In the back of the van, Zeno was idly tapping at the screen of his tablet. A new issue of Skyway was out and while he wasn’t going to read its piece on the new course at Forge Star, there was still a lot to be read in it. His attention, though, had been distracted by some familiar faces in the fashion section. Photographer: Joz Wozekian. Model: Key Aidoru.

“Well how about that, Harp?”

“Eh?”

“That couple we were talking to last night? Joz and Key?”

“Mm?”

“They’re in Skyway.

“Oh, cool.” Key looked pretty good in the outfit she was modelling, Zeno thought. When she sorted her hair out she was even better looking than he’d realised from meeting her, and doubly so when wearing a waistcoat, t-shirt and short skirt (all from the same label, a popular one among extreme sports fans). Joz had found an old hangar for the shoot, and hired what looked like a VF training plane for Key to pose around. There was an accompanying interview, which Zeno read intently.

Joz was angling, it seemed, to work more in VF – becoming a race photographer – while Key was planning to move more into design than modelling. A very unsurprising ambition really but from looking at his photos, Zeno could see it. Even when just photographing a woman sat on a plane’s wing, there was the impression of speed and altitude that the best VF photographers tried to get – it wasn’t perfect, and he still had a way to go between clever perspective shots with all the time in the world to set them up and getting the same sorts of effects in the flash of an actual race – but it certainly wasn’t impossible. There weren’t any pictures of Key’s designs, but the way she spoke about them – clear, concise and easy to picture – seemed like she had potential. An idea began to form in his head.

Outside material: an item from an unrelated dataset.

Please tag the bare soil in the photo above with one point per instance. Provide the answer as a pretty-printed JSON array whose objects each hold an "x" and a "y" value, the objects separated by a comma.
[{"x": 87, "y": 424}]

“Xan, I’ve been reading up on that guy we met at the diner – his name’s Joz Wozekian and he’s a photographer trying to get into VF reporting.”

“Yes? I heard you telling Harp.”

“Was thinking he might be a useful guy to know.”

“He could be.”

“Reckon a few good photos of the Messiah would make us stand out a bit.”

“Perhaps. Still, there’s a ways to go.”

“For sure.” Zeno put the magazine down and stretched out as much as he could. As the sun filtered through the shuttered windows of the van, he began to doze off.